Tuesday, November 25, 2008

Brooks on The Messiah

David Brooks no longer has to pull out his knee pads to worship at the feet of Obamamania; he just keeps them on all the time.

Here's his take on The Messiah's disciples.
Already the culture of the Obama administration is coming into focus. Its members are twice as smart as the poor reporters who have to cover them, three times if you include the columnists. They typically served in the Clinton administration and then, like Cincinnatus, retreated to the comforts of private life — that is, if Cincinnatus had worked at Goldman Sachs, Williams & Connolly or the Brookings Institution. So many of them send their kids to Georgetown Day School, the posh leftish private school in D.C., that they’ll be able to hold White House staff meetings in the carpool line.

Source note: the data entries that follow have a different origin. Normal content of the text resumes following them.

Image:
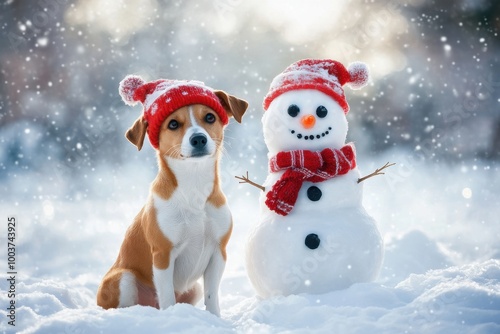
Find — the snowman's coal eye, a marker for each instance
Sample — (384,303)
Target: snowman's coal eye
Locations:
(321,111)
(293,110)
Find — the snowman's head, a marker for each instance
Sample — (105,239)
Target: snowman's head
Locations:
(305,107)
(304,119)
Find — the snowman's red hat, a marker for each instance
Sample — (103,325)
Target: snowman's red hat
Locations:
(326,75)
(162,97)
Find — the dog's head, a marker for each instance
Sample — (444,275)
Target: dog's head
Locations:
(183,119)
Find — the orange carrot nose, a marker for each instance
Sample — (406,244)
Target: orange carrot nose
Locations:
(308,121)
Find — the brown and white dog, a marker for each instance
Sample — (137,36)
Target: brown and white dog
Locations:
(181,233)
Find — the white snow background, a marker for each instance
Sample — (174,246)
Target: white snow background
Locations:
(437,209)
(441,272)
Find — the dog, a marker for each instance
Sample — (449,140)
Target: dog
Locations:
(181,233)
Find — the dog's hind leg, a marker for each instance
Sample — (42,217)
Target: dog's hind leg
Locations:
(191,296)
(118,289)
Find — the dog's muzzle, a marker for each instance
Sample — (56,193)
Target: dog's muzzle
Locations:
(198,143)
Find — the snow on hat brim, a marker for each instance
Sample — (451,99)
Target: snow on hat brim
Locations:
(325,75)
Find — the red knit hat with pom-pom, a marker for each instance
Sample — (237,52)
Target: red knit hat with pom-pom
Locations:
(326,75)
(162,97)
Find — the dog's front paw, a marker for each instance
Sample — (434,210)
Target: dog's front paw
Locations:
(214,309)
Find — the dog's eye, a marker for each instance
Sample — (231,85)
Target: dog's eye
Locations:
(321,111)
(210,118)
(173,124)
(293,110)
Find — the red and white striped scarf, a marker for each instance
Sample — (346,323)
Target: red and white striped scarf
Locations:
(304,165)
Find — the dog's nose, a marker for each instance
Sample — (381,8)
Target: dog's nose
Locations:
(198,140)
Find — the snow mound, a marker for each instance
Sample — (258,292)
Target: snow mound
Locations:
(458,299)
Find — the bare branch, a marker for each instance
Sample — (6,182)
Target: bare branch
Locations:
(376,172)
(245,179)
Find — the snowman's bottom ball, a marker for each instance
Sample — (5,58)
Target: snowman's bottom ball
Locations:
(312,254)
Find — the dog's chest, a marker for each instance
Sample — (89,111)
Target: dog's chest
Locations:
(184,218)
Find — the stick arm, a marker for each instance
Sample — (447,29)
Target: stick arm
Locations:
(245,179)
(377,171)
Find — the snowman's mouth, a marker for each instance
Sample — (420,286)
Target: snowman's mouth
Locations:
(313,136)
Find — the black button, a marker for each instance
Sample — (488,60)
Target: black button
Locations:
(314,193)
(312,241)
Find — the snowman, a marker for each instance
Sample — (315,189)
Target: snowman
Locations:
(313,234)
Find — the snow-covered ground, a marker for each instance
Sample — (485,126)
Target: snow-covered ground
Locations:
(441,273)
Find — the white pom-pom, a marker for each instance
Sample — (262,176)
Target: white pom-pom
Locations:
(127,88)
(359,75)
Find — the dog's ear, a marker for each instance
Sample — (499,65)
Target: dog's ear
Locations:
(234,106)
(137,132)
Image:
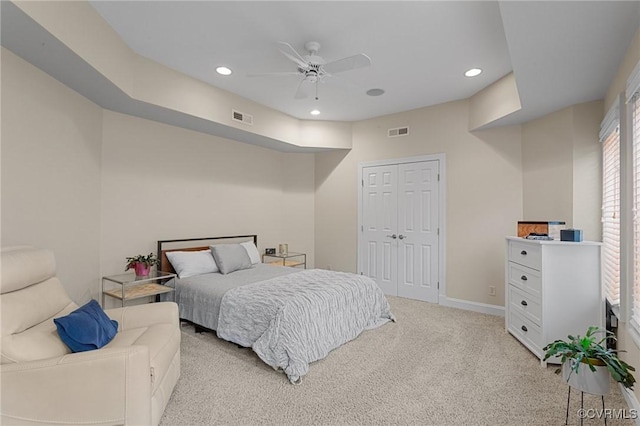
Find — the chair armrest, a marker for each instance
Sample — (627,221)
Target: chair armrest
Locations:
(145,315)
(104,386)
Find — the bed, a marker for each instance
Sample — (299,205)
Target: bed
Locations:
(289,317)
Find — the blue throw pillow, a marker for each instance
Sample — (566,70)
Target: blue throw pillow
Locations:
(87,328)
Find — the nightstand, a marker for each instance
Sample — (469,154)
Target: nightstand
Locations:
(290,259)
(130,287)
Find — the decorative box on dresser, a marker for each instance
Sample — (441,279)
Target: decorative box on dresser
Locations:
(553,289)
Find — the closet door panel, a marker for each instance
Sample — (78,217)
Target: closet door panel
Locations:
(418,230)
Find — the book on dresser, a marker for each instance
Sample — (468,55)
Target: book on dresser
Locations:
(553,289)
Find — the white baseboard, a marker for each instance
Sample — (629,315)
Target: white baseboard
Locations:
(632,402)
(473,306)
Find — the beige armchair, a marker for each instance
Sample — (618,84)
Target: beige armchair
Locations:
(128,381)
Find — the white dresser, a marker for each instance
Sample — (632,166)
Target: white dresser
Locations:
(552,290)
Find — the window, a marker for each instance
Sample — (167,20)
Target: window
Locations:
(633,101)
(610,138)
(635,144)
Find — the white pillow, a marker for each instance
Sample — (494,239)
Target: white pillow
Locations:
(190,263)
(252,251)
(230,257)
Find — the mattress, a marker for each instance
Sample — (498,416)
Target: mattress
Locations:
(199,297)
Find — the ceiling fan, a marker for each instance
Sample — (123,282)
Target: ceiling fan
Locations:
(313,68)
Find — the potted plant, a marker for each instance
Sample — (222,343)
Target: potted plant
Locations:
(587,363)
(142,264)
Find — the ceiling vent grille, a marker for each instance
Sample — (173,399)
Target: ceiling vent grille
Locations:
(241,117)
(398,131)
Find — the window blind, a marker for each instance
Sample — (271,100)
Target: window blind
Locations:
(611,215)
(635,132)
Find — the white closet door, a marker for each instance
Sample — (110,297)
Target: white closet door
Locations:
(418,230)
(380,218)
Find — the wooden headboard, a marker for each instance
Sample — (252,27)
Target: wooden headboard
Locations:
(195,244)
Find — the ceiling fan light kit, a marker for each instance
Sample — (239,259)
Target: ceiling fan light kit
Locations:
(313,68)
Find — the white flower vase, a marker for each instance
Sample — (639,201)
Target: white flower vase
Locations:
(593,382)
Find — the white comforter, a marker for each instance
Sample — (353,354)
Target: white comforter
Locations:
(299,318)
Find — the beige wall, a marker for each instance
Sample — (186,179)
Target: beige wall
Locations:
(619,83)
(630,350)
(164,182)
(547,173)
(495,101)
(587,169)
(51,168)
(96,186)
(483,193)
(561,168)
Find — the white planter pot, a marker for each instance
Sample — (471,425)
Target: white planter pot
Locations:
(594,382)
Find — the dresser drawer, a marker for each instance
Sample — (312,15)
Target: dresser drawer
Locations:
(525,304)
(526,279)
(526,331)
(525,254)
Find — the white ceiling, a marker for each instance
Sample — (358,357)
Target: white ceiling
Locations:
(561,53)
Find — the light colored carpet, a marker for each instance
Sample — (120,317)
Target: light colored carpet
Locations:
(434,366)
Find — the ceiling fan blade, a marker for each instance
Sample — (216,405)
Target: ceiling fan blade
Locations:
(303,89)
(291,53)
(276,74)
(349,63)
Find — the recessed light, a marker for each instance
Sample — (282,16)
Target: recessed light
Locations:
(375,92)
(473,72)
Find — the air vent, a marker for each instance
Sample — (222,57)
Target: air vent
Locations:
(241,117)
(398,131)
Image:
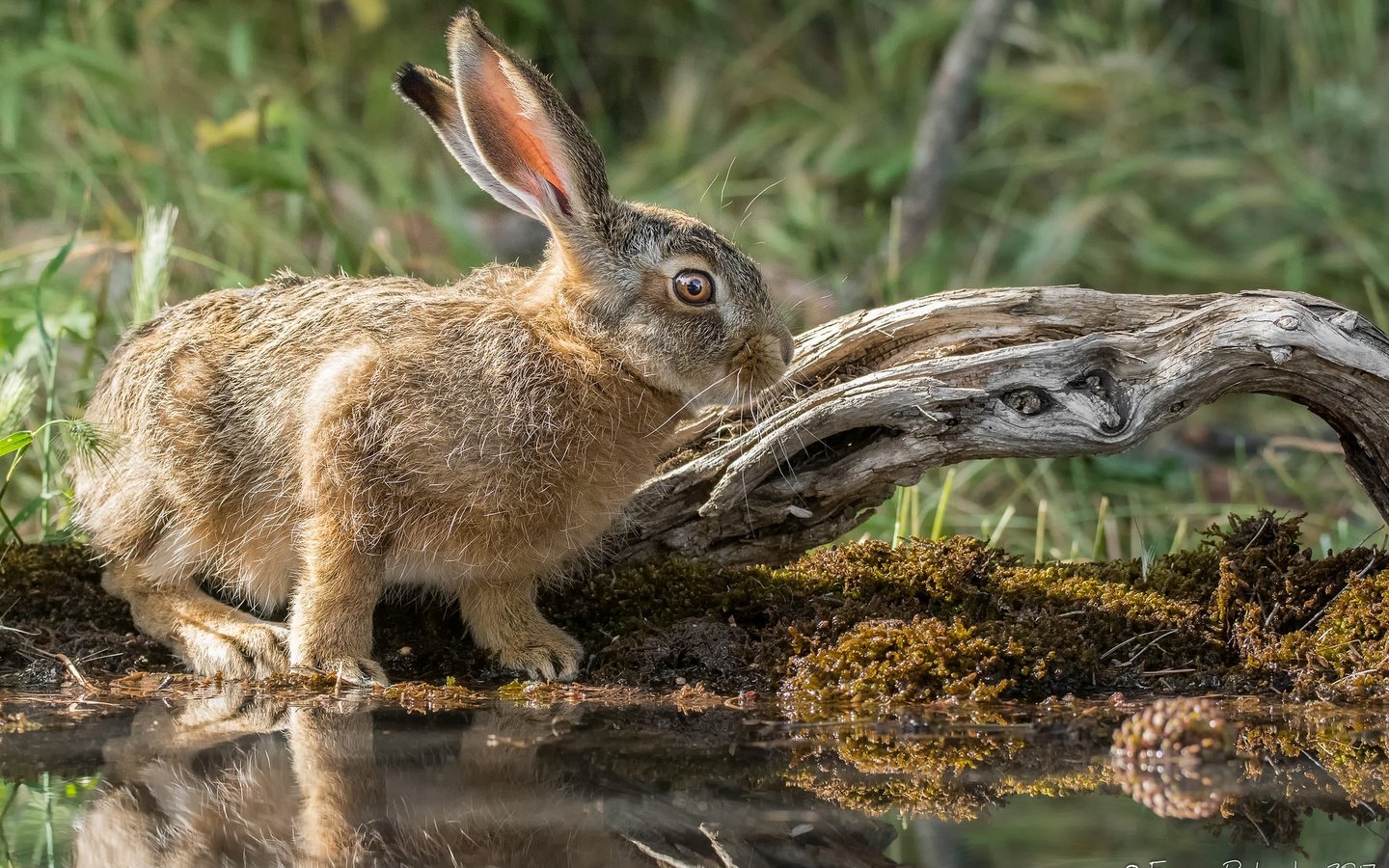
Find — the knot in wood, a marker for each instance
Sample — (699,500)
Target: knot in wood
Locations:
(1028,401)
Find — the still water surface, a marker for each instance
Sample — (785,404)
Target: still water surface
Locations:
(228,781)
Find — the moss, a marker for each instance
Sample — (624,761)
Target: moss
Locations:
(908,662)
(864,624)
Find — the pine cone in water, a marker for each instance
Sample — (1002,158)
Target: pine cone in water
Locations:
(1174,757)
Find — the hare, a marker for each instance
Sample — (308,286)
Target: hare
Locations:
(315,441)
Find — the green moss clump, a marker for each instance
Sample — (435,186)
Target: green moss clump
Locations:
(909,662)
(874,624)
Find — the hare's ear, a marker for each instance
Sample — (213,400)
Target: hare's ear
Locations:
(523,136)
(434,96)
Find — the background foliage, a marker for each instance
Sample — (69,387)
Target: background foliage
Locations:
(1127,145)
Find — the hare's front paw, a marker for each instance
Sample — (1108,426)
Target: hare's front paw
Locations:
(242,647)
(362,671)
(545,653)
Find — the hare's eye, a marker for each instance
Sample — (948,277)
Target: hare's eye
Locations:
(694,286)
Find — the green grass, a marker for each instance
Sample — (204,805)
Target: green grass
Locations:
(37,820)
(1133,146)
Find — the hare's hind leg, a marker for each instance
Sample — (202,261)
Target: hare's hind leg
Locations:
(504,619)
(210,637)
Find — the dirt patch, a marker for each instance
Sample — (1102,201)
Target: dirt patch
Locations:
(864,624)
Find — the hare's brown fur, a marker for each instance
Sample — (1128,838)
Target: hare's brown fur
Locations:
(313,441)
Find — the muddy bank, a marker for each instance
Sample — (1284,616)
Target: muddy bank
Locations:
(864,624)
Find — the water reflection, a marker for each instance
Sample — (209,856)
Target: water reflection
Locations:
(245,781)
(259,783)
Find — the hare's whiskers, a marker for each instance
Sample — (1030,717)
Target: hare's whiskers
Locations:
(722,379)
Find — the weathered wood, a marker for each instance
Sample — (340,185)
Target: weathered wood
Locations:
(877,397)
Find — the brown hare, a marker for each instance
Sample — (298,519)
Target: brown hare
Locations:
(314,441)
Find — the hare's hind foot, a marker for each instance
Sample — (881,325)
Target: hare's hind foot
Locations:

And yet as much as I want to resent these overeducated Achievatrons (not to mention the incursion of a French-style government dominated by highly trained Enarchs), I find myself tremendously impressed by the Obama transition.

The fact that they can already leak one big appointee per day is testimony to an awful lot of expert staff work. Unlike past Democratic administrations, they are not just handing out jobs to the hacks approved by the favored interest groups. They’re thinking holistically — there’s a nice balance of policy wonks, governors and legislators. They’re also thinking strategically. As Norman Ornstein of the American Enterprise Institute notes, it was smart to name Tom Daschle both the head of Health and Human Services and the health czar. Splitting those duties up, as Bill Clinton did, leads to all sorts of conflicts.

Most of all, they are picking Washington insiders. Or to be more precise, they are picking the best of the Washington insiders.

Did it ever occur to one D. Brooks that our current economic crises are a direct result of the Harvard MBA types' management of their respective disciplines? Let me guess, it was a bunch of bubba deer hunters who came up with the idea of credit default swaps?

Let's take a look at some random blue blood....

Rick Wagoner, CEO of GM, MBA Harvard.

Vikram Pandit, CEO of Citigroup, PhD from Columbia.

Jeff Immelt, CEO GE, MBA Harvard.

Franklin Raines, CEO Fannie Mae, JD Harvard Law School, Rhodes Scholar.

Forgive me if I'm not impressed with these genius's management of government and companies. As the late William Buckley would say "I'd rather be governed by 2000 random names from the Boston phone book than the Harvard faculty".